The following year, when we were riding for the same Great Britain team at the world championships in Copenhagen, I asked Jez Hunt, one of the Cervélo riders lobbying for me to be kicked out that day in Switzerland, why they’d done it.
Jez smiled coyly.
“Go on,” I said. “Why did you do it?”
“It was to fuck with you before the Tour,” he said. “Get in your head. We couldn’t see any other way of beating you.”
Now, suddenly, it all made sense, but September 2011 was too late to find any comfort in Jez’s explanation. This was June 2010. The Tour de France was three weeks away and I was a mess.
Lonely, miserable, out of form, unpopular with journalists, fellow riders, and even fans, after the highs of the previous two years, I’d somehow fallen into a pit of despair.
I had three weeks to crawl out. Three weeks to go from a version of hell to the Champs Elysées, the Elysian Fields, resting place of the virtuous.
c
lunk, clunk, clunk
.
Although I had my head in my hands, I heard the noise just like the TV cameras saw the result. It was reported later that I’d thrown my helmet in a fit of fury, and that it had ricocheted around the inside of the bus, then down the stairs and onto the asphalt where journalists, TV crews, and fans had gathered like wolves around a kill. Alessandro Petacchi had won stage 4 of the 2010 Tour de France to Reims, but as far as they were concerned, I was the story. The truth was that I’d just placed my helmet on a chair; it had fallen off and toppled down the staircase. But the image, I’ll admit, was a neat summation of my year and my Tour de France so far.
I sat with my head hidden under a towel, staring at the carpet through tears. Our team press officer, Kristy, put her arm around me.
“What’s fucking happened? I don’t know what’s happened,” I blubbered.
The emptiness and silence of the bus were amplifying the tumult in my mind, creating a loud, almost visceral echo.
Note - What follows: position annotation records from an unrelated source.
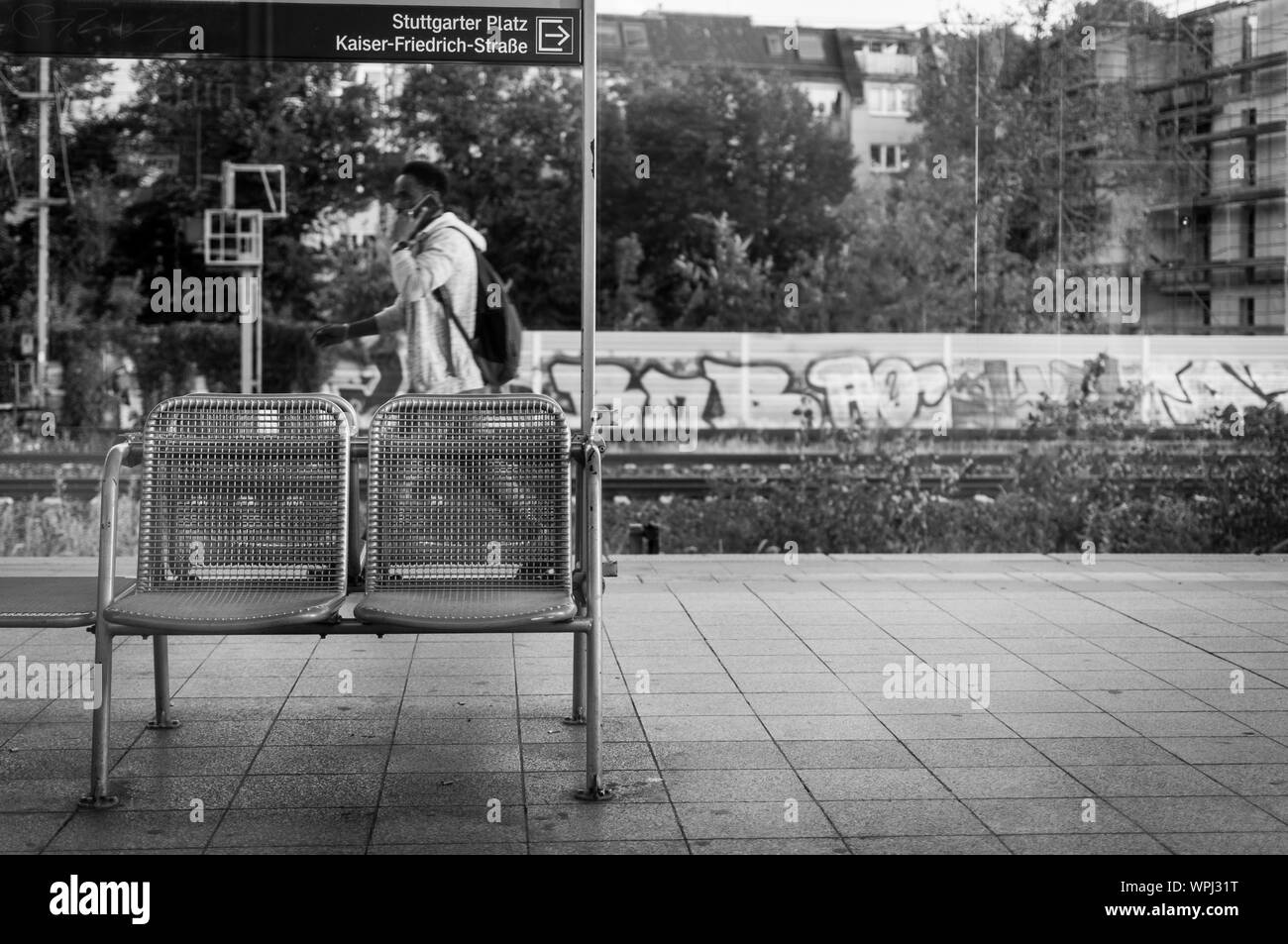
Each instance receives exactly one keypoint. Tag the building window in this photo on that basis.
(889, 99)
(811, 48)
(889, 158)
(635, 37)
(608, 37)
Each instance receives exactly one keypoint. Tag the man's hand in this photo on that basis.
(402, 227)
(331, 334)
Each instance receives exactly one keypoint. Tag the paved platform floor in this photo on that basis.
(1138, 704)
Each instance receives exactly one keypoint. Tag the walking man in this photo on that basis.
(432, 249)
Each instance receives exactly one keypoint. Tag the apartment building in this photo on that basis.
(863, 82)
(1220, 81)
(1207, 233)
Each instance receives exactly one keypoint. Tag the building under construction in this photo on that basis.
(1216, 239)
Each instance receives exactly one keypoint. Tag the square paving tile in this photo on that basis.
(875, 784)
(476, 823)
(603, 822)
(861, 818)
(1147, 780)
(1065, 815)
(1197, 814)
(789, 818)
(1019, 782)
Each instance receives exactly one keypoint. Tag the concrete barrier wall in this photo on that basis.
(901, 380)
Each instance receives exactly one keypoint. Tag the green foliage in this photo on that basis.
(1109, 485)
(717, 141)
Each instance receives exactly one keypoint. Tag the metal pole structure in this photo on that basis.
(590, 120)
(98, 794)
(591, 472)
(43, 235)
(975, 291)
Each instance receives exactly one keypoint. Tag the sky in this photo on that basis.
(857, 13)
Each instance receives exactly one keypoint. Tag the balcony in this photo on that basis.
(885, 63)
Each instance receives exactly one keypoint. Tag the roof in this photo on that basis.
(679, 39)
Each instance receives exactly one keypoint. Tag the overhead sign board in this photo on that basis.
(516, 33)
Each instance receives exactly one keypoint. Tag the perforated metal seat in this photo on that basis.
(468, 514)
(243, 523)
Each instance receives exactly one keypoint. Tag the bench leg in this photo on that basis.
(579, 681)
(579, 640)
(99, 796)
(161, 678)
(592, 569)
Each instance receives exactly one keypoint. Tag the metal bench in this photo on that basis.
(249, 524)
(55, 603)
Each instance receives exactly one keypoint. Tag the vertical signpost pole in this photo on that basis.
(592, 469)
(43, 236)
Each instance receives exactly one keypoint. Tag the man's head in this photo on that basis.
(416, 181)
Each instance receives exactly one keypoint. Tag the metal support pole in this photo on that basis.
(590, 76)
(43, 236)
(98, 796)
(579, 639)
(248, 342)
(356, 535)
(161, 679)
(593, 570)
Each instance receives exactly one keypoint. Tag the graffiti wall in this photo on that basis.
(901, 380)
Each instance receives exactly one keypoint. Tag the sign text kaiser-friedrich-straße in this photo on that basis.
(309, 31)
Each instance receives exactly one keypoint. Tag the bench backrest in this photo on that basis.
(469, 493)
(245, 492)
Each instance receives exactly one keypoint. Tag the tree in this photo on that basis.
(684, 147)
(1060, 141)
(509, 141)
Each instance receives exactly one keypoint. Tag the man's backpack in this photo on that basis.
(497, 331)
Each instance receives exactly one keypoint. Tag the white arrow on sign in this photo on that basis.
(552, 42)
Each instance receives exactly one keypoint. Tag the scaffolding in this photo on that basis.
(1209, 224)
(1218, 239)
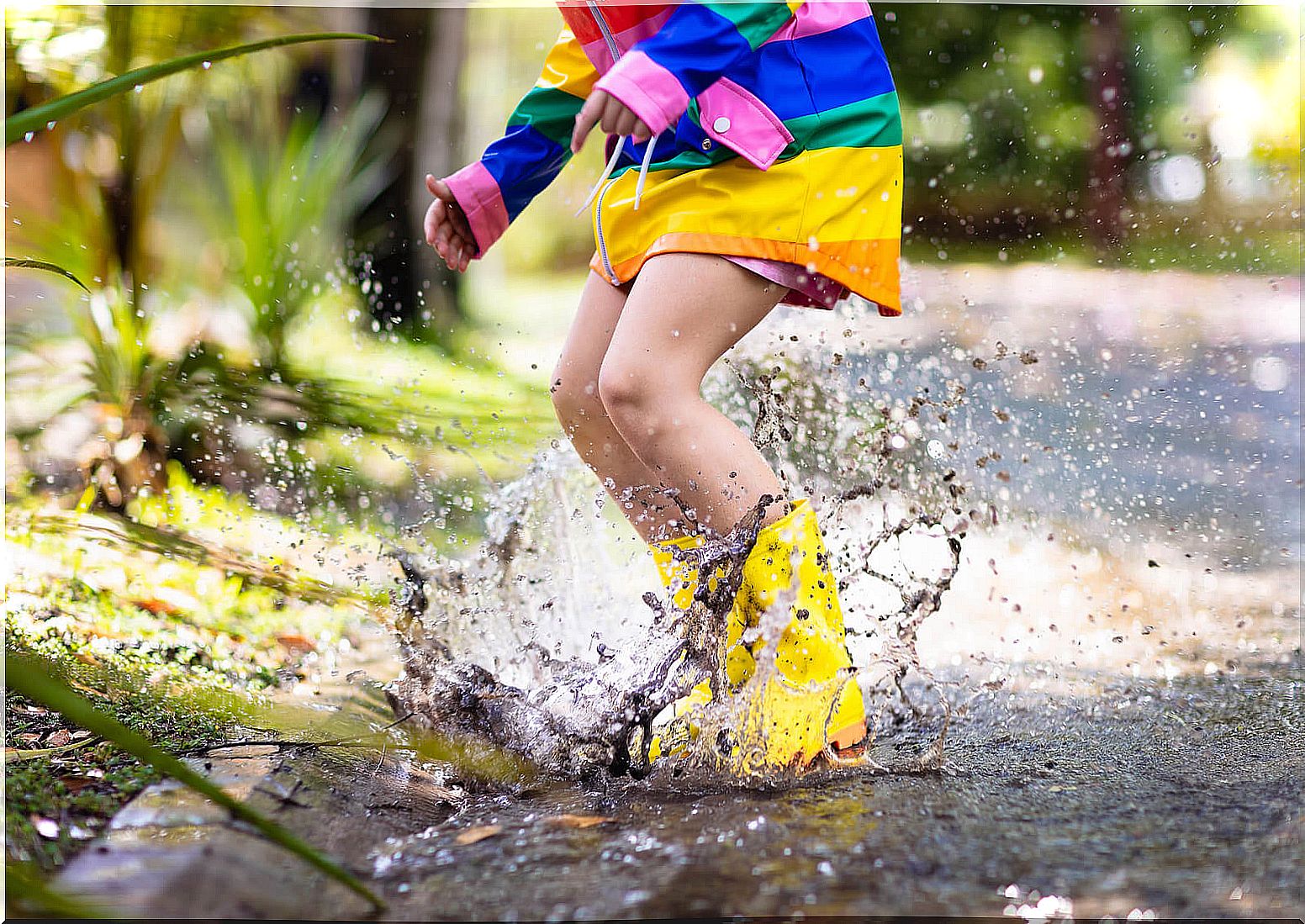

Kristy had gone down to pick up my helmet, leaving just me and Bob Stapleton,
who sat speechless at the other end of the bus. As the seconds passed, Bob’s unwillingness or inability to say anything, to offer any words of consolation, began to annoy me even more than what had just happened on the road. With 200 meters to go, when Renshaw had peeled off, I’d risen off my saddle and kicked—one, two, three, four, five revs—and then felt the muscles in my legs lock up. There was probably nothing that Bob could have said to make it better—he certainly couldn’t explain what I couldn’t explain to myself—but his silence riled me.